Comparison of estimated organic carbon (OC) stocks from the (a) Atwood et al. (2017), and (b) Ouyang and Lee (2020) datasets. Atwood et al. (2017) estimated OC by dividing LOI by 2.07. Ouyang and Lee (2020) estimated OC as 0.21×SOM1.12. Our estimates are derived using the coastal environmental setting (CES) equations from Table 3. Boxes and whiskers represent median and interquartile ranges; X figures within boxes represent means. Different capital letters beneath each box indicate significantly different medians within each panel (p < 0.05). Stock depths were specified as 1 m deep for Atwood et al. (2017), and multiple stock depths were aggregated by Ouyang and Lee (2020)

Future Research Needs

This research has advanced a novel, global framework for understanding differences in ratios of OC:SOM in mangrove soils as a function of SOM content as well as sedimentary and coastal environmental settings. However, these findings also raise several questions. Exploration of these unknowns will contribute to a more robust understanding of the LOI process and its ability to predict soil OC content. It will also inform our understanding about SOM preservation and degradation processes in different settings, thereby providing more informed global estimates of blue carbon stocks and fluxes. We conclude by identifying the following research questions for future investigation globally:

  • What is the variation in OC:OM of source vegetation among and within blue carbon ecosystems? Does it vary as much as soil does?

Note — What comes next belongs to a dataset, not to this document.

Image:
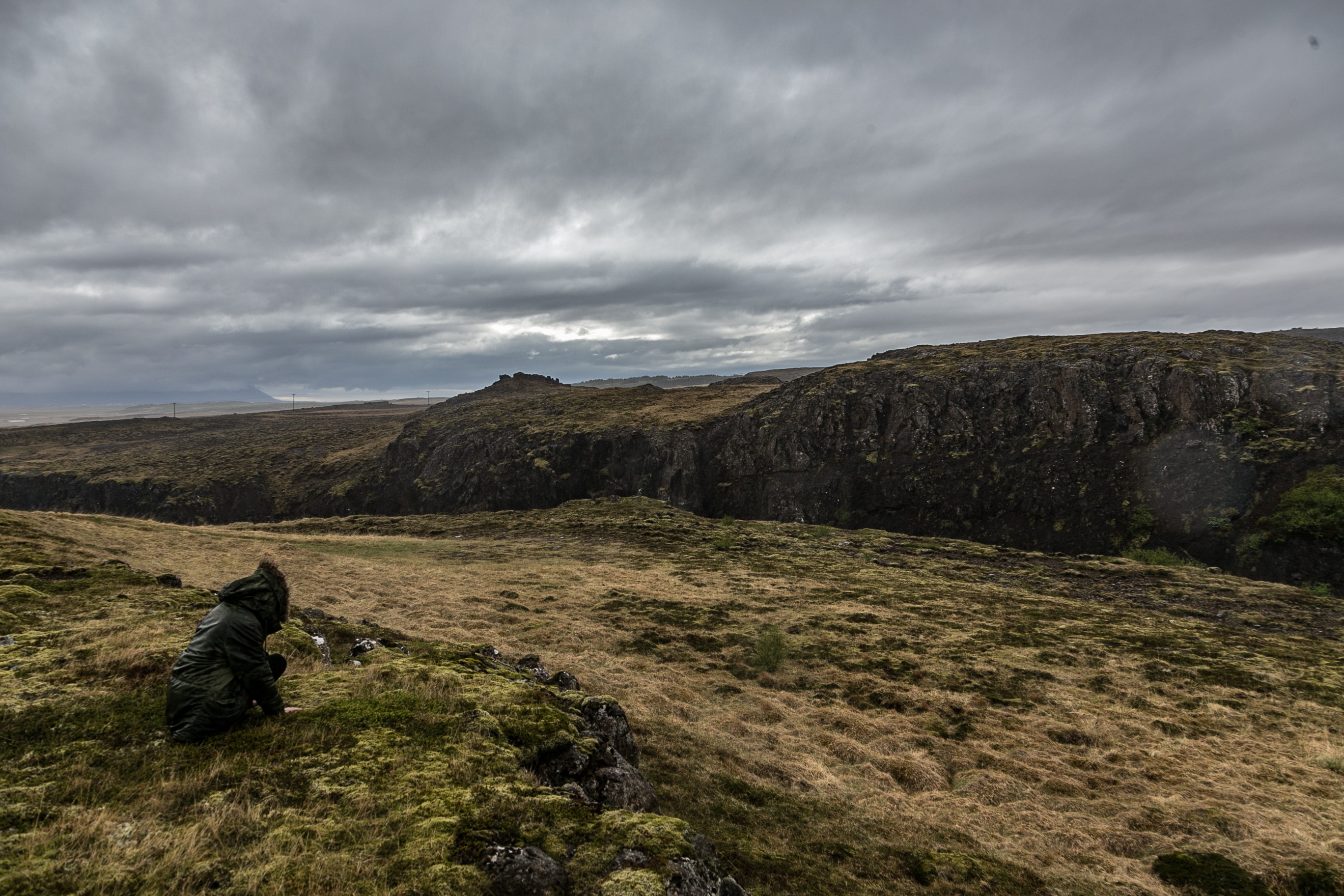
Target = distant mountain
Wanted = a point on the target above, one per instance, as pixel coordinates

  • How does particle age affect OC:SOM? Craft et al. (1991) have proposed that aging and degradation increase ratios of OC:OM following plant tissue death. More data are needed to understand when, how, and at what rate soil OC:OM values deviate from source vegetation.

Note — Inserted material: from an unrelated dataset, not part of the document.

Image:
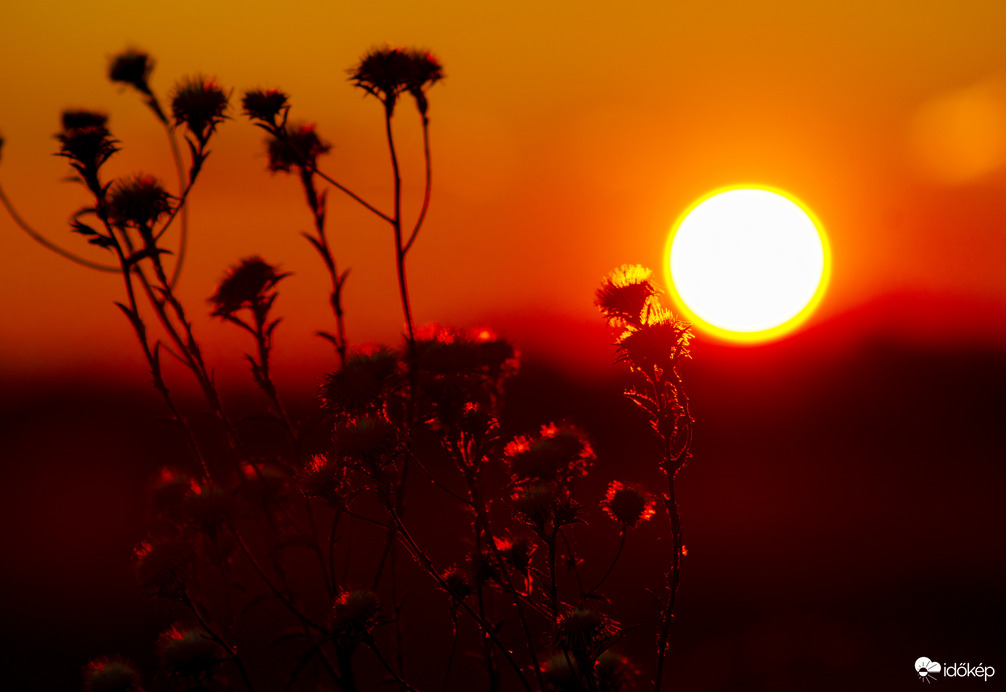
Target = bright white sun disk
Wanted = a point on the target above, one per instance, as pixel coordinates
(746, 263)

  • It is likely that some low OC:SOM values may be attributed to LOI’s over-estimation of SOM in clay-rich soils (Heiri et al. 2001), but it is not clear to what extent this is the case as there are few mangrove studies that have specifically examined LOI values relative to variations in soil clay content.

  • As noted earlier, conversion equations derived from samples with high SOM content (i.e., greater than 60%) is lacking for saltmarsh and seagrass ecosystems. It is unclear if this is because those ecosystems lack samples with high SOM content or whether such measurements have not been reported.